One exception is Greg Sargent, a blogger at the Washington Post, who notes the role of business in pushing the immigration rewrite. “The decision by the GOP’s leaders to move forward despite widespread opposition is a reminder that the intense push for reform from many major GOP-aligned constituencies — agricultural interests; big business; evangelicals — is really starting to matter,” Sargent wrote on Wednesday.
But Sargent dismisses the efforts by Sessions and other reformers to protect Americans workers from a huge inflow of low-wage foreign workers. The reformers are “the no-amnesty-at-all-costs brigade,” Sargent said.

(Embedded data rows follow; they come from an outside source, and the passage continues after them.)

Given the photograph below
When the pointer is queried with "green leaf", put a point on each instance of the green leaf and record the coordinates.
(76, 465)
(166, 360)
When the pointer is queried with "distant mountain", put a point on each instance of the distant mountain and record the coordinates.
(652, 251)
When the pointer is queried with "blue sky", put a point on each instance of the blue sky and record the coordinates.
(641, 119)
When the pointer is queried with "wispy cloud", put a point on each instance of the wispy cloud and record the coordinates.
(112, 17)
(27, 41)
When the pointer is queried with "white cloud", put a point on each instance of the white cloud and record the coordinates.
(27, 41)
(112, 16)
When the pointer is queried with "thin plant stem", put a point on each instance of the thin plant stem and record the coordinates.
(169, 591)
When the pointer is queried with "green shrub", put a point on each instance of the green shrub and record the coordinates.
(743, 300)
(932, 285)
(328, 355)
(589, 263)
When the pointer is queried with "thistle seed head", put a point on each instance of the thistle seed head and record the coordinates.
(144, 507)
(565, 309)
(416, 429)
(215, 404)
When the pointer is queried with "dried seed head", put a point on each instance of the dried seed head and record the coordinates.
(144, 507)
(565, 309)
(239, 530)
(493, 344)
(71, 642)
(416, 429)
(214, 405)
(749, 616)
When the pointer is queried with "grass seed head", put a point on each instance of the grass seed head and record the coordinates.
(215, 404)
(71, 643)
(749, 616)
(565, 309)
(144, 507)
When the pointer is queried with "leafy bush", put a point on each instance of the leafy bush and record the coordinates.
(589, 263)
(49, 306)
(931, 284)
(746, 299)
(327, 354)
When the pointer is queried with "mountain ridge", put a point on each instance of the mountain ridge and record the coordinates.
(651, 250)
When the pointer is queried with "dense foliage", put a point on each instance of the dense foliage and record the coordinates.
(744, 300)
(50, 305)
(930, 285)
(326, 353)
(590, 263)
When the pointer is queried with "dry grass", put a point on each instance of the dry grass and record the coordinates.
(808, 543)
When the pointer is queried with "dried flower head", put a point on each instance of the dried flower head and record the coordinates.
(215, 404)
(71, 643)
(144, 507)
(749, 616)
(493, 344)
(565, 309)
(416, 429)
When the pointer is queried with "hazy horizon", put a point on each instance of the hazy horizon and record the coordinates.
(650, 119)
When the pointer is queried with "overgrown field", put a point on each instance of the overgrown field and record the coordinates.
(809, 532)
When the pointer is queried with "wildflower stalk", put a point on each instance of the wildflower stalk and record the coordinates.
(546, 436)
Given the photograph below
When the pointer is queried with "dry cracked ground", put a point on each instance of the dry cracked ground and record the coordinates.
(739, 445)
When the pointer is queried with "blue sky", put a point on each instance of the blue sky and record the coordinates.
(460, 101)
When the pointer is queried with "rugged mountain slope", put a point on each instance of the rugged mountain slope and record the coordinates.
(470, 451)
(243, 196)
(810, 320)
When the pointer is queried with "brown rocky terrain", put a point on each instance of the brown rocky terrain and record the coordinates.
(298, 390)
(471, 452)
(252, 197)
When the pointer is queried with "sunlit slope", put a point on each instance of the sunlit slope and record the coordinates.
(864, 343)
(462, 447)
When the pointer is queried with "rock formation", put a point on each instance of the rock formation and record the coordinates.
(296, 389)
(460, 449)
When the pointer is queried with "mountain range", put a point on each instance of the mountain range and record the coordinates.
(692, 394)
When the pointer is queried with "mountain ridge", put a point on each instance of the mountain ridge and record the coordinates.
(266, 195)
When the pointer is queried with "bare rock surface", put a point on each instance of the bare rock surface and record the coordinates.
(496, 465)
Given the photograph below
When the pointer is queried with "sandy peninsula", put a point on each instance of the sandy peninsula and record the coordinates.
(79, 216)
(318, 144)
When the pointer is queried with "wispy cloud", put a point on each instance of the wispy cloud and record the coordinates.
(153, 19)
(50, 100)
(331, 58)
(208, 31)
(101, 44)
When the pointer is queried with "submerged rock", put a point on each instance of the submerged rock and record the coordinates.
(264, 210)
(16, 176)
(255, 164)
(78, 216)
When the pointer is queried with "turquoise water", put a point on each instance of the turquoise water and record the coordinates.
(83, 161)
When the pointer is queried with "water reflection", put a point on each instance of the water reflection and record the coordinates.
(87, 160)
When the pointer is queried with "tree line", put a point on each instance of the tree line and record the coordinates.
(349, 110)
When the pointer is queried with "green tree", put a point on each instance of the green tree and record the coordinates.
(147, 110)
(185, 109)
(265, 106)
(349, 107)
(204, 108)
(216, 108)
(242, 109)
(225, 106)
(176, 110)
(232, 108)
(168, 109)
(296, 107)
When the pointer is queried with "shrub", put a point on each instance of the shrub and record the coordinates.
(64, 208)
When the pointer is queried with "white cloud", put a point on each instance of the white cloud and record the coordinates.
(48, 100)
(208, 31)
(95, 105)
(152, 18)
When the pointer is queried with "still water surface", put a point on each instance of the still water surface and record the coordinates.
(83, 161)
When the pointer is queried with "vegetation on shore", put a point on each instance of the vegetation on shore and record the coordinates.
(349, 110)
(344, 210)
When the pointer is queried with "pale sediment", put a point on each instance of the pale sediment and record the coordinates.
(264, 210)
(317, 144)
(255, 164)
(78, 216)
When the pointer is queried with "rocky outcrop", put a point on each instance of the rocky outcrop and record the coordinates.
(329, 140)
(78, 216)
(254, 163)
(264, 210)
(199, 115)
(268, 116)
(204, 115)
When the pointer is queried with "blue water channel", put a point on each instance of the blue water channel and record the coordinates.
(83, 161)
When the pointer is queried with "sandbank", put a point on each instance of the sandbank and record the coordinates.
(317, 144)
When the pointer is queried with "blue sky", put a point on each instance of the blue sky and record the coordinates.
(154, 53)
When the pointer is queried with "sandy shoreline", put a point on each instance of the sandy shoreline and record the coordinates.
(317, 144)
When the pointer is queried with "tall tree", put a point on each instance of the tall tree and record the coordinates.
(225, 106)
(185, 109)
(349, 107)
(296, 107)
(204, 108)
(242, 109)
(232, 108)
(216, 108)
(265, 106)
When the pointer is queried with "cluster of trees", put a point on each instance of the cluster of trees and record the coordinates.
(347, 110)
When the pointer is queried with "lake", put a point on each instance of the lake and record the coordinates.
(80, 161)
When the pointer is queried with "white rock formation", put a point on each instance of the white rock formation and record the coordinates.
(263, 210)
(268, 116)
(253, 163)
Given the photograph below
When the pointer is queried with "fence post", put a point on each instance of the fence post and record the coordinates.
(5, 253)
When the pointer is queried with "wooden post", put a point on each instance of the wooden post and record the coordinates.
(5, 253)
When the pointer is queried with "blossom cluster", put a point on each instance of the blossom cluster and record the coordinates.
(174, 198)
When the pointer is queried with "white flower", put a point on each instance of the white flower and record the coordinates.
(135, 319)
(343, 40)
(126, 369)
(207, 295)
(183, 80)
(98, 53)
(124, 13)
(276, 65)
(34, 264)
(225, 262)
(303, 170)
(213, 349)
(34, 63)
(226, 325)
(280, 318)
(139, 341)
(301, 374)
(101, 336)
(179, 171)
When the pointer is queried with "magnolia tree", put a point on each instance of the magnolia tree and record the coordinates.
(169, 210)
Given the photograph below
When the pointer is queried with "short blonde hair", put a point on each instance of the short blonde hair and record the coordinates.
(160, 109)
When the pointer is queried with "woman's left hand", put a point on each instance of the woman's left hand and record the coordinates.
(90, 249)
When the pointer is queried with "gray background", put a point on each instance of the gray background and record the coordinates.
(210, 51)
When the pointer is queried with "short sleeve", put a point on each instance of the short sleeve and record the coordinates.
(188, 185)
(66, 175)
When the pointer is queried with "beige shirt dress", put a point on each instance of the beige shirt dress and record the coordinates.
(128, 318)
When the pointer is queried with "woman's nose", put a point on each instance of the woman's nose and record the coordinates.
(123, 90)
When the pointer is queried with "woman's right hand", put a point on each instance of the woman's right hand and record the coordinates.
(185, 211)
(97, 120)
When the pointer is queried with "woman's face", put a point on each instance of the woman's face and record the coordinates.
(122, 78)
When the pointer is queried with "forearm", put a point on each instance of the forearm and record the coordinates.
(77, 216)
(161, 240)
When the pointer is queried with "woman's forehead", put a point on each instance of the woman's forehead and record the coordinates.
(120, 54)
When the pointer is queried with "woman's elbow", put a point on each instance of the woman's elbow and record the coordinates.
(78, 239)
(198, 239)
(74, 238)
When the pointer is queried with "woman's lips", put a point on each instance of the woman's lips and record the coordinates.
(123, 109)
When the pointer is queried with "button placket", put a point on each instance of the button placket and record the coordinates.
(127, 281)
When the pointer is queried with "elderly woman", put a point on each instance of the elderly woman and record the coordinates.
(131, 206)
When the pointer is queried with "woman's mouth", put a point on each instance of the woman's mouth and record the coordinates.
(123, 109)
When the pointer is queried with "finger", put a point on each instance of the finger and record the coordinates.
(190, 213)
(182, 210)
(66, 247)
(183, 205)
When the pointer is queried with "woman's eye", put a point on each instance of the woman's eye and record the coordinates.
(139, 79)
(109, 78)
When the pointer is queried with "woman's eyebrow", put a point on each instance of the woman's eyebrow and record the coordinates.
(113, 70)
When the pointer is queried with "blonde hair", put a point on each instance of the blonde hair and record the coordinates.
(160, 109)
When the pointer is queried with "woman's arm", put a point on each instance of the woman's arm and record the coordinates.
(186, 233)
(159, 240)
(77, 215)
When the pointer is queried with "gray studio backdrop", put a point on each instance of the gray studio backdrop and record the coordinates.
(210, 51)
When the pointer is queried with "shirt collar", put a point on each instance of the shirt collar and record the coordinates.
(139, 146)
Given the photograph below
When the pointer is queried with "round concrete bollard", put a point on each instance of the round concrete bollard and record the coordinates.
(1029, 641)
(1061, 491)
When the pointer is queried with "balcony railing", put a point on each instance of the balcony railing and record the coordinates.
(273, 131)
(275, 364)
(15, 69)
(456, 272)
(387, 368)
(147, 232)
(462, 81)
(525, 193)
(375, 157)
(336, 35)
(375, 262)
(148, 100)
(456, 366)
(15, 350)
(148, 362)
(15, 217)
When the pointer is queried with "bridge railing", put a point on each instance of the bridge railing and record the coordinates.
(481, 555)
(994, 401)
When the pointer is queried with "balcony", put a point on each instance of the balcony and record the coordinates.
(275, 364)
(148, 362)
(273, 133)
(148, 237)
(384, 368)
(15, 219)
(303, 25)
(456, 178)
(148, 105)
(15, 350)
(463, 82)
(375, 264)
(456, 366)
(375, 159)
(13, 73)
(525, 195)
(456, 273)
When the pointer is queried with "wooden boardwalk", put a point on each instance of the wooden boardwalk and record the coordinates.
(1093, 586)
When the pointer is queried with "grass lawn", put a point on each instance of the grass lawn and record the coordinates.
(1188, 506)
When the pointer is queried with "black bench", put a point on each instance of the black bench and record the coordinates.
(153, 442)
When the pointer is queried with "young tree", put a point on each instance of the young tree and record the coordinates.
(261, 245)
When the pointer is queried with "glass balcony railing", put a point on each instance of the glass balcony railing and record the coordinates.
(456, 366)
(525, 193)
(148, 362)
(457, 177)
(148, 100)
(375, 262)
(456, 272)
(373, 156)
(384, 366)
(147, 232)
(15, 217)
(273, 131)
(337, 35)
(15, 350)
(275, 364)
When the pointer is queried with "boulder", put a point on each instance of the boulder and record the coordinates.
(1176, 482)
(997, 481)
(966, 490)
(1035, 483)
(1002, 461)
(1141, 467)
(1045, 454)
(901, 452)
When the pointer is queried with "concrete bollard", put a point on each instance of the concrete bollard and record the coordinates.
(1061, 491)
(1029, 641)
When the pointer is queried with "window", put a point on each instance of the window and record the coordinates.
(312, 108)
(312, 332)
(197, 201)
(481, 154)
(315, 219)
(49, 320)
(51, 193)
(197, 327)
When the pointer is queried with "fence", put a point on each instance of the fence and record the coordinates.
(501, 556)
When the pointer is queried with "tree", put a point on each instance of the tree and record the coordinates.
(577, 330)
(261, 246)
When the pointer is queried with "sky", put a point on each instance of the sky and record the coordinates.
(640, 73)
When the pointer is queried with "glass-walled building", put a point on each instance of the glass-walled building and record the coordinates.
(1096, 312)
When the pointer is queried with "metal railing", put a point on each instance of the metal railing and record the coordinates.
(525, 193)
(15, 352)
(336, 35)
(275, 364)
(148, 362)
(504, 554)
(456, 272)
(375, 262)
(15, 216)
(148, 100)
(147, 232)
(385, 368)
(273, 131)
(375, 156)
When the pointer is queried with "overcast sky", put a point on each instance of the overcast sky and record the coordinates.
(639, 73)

In fact, Sessions has been arguing since early 2013 that a low-immigration policy will create high wages for Americans — and more voters for the GOP.
That stance has prompted Sessions to offer increasingly sharp criticism of CEOs, and even a temporary rhetorical symmetry between Sessions and the Senate’s only socialist, Vermont Sen. Bernie Sanders.
“A record influx of new immigrant workers will benefit certain CEOs who want lower labor costs, as well as certain politicians and interest groups … [and] will only further hollow out a shrinking middle class,” said Sessions’ Wednesday package.
Sessions also made sure to slam GOP pollsters, including Frank Luntz and the Winston Group. Both were invited to the GOP strategy meeting to give briefings, and both have poll-tested euphemisms to help amnesty-supporting legislators quell opposition from their constituents.
“A sensible immigration policy would also listen to the opinion of the American people. Not the opinions of the paid-for consultants trotted out with their agenda-driven polls to GOP member meetings — but the actual, honest opinion of the people who sent us here,” Sessions wrote.
Sessions’ package also offers responses to what it calls myths propagated by progressives and business groups.
Over the last week, Ryan has publicly repeated some of the claims denounced as myths by Sessions.
Myth seven, says the paper, is that an immigration reform “will help the economy and strengthen social security.”
“Naturally, adding 30 million new permanent residents will increase GNP,” says Sessions’ response. “But per-person GNP, according to [the Congressional Budget Office] will decline along with average wages.”
Another myth, says the paper, is the claim that “a majority of Americans support immigration reform.” In response, Sessions cites a series of independent polls that show solid opposition to amnesty and increased immigration.
Sessions’ package also highlighted the GOP’s near-universal distrust in Obama’s willingness to comply with laws. “The president has a constitutional duty to take care that the laws be faithfully executed, but President Obama’s record in this regard is abysmal,” says the paper.
That issue has been repeatedly validated by the GOP leaders — including Boehner and Ryan.
Their admissions have allowed numerous GOP legislators to call for a delay in deciding the issue, which would allow them to sidestep the issue without directly disagreeing with their voters or their donors, or without validating Obama’s populist campaign theme, before the November midterm elections.
Sessions ended his three-page letter to his GOP peers by voicing support for the economic interests of his constituents.
“Republicans should fulfill our clear duty to defend the core interests of the American workers who form the backbone of this nation,” he wrote. “And they should tell the President’s CEO lobbyists, loudly for all to hear: we don’t work for you; we work for the American people.”